そんなふうに言われたのは初めてなので言葉に詰まってしまった。

普通は、自分らしくいていいなんて言われたら、ただ嬉しいだろう。


でも……私はなぜか妙な気分に包まれた。


私らしくって……どんなふう?

考えたことすらなかったのだ。



最後のデザートと紅茶が運ばれてきてから、昇さんは私に左手を出すよう言った。


「っ!!」


私の指に嵌められた美しい指輪に目を見開く。


「ずっと外さず付けていてほしいので、装飾が控えめのものの方がいいかなと思いまして……。あと萌さんはあまり派手なのも好きそうでは無いので」


先程の高級店で購入したのだろう。

噴水のライトに照らされ、これでもかと言うほどキラキラと光る薬指。

いや……充分大きいダイヤだと思うけど……と言いたくなるくらいに、それは自分にとって、ずっしり重くて大きいものだった。


「萌さん」


固まったままの私の手を、彼はそっと持ち直した。


「あなたが僕の妻でいてくれる限り、あなたに苦労はさせませんから。

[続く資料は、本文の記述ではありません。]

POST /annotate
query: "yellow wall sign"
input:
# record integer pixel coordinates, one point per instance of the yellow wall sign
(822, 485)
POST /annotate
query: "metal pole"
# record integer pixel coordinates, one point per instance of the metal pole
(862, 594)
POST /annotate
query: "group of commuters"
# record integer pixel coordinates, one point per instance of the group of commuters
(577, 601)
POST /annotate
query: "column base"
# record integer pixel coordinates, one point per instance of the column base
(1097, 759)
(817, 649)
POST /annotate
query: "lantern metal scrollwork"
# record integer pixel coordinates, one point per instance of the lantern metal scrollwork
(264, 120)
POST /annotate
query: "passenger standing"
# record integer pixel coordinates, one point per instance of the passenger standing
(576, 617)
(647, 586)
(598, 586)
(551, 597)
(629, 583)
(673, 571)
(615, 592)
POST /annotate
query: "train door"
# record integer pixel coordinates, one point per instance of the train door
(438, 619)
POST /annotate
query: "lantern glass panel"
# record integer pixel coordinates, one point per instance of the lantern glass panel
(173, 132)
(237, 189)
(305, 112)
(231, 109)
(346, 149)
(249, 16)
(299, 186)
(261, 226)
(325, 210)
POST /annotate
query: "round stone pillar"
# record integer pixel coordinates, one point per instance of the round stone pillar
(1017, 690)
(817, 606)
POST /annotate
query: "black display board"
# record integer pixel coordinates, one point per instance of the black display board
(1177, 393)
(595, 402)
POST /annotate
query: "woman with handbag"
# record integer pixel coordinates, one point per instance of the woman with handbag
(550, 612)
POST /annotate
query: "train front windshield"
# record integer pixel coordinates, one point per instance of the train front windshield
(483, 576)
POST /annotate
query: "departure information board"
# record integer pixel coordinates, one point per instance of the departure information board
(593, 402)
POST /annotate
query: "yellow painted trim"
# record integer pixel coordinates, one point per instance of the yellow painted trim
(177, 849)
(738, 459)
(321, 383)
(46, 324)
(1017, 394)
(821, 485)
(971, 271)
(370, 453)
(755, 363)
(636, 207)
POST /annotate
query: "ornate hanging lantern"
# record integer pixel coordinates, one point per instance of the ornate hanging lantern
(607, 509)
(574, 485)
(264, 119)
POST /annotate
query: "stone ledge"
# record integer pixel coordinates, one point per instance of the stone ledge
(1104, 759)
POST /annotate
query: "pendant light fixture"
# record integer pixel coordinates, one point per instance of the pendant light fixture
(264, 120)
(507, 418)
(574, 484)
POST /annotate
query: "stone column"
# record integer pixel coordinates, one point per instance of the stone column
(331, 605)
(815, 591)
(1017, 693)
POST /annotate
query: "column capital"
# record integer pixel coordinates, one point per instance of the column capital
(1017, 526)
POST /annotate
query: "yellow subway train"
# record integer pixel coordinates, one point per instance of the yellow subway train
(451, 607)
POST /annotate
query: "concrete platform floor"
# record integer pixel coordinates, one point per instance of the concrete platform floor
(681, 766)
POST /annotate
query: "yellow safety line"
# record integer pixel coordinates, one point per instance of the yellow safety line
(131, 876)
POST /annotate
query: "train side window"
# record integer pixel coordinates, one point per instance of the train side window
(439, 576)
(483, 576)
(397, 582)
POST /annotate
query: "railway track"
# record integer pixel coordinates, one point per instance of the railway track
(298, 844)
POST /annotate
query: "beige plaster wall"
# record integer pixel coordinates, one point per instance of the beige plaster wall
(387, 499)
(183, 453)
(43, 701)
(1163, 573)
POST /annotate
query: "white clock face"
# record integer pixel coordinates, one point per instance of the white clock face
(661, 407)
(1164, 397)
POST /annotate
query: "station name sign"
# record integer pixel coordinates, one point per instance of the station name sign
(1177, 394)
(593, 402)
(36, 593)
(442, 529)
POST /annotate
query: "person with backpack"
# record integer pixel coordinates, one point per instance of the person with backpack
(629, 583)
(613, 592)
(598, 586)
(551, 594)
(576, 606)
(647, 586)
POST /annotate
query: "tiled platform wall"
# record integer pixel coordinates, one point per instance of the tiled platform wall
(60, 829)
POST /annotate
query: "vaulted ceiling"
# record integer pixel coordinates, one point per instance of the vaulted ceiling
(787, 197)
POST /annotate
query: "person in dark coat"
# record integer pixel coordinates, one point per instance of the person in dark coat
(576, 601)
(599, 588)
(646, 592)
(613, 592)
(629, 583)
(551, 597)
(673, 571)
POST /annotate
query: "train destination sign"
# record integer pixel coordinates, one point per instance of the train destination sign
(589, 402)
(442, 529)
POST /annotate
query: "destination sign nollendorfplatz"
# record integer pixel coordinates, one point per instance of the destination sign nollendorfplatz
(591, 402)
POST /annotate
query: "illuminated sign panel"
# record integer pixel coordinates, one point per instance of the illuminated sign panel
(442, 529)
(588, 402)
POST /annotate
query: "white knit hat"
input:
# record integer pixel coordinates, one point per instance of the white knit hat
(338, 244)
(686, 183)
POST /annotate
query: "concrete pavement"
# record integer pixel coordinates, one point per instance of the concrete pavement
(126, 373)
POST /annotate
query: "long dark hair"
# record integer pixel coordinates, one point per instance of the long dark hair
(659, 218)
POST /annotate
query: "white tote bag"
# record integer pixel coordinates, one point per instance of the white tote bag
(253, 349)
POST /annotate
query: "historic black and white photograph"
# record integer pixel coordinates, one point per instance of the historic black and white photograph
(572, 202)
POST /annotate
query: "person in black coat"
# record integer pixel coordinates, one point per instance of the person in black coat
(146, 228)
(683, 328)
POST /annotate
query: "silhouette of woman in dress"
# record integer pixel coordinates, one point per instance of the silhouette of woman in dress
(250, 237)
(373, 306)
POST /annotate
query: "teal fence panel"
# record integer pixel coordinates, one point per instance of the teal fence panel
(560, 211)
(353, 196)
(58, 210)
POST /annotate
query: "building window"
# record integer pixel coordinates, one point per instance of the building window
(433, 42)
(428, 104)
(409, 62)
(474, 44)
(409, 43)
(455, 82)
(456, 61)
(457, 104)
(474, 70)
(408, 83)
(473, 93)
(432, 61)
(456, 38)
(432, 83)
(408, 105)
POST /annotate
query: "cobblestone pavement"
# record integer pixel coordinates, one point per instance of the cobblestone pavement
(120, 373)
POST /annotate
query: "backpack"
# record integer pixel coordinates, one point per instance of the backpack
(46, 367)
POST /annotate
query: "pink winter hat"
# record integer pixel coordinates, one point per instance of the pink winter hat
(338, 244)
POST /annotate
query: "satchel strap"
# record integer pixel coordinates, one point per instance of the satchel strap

だから……」


そう言って、ダイヤの指輪に重ねるように、今度はシンプルな無装飾の指輪を嵌めた。


「どうかそばに、いてくださいね」


そんな言葉……まるで本当に愛し合っているフィアンセが言うプロポーズ……

それに、婚約指輪と結婚指輪……両方用意してくれたんだ……


私の胸の奥に、じんわりと温かいものが染み込んでくる感覚がした。



「あの……っ、昇さんのは?私に嵌めさせてください」


昇さんは驚いた顔をしたけど、すぐに嬉しそうに目を細め、指輪と左手を出した。


初めて彼の手に触れる。

細くて長くて、骨ばっているけれど、綺麗で温かいと思った。


「よろしくお願いします……昇さん。」


初めて自分から、ようやく覚悟を決めた言葉が出た。


「萌さん……こちらこそ。」


思いもしなかった。

いつか自分が、自分の書いた脚本の通りのことが起こるなんて。

指輪のメーカーも、シチュエーションも、雰囲気も全部。

自分が思い描いて書いた脚本……心のどこかで隠してきた、自分の理想だった。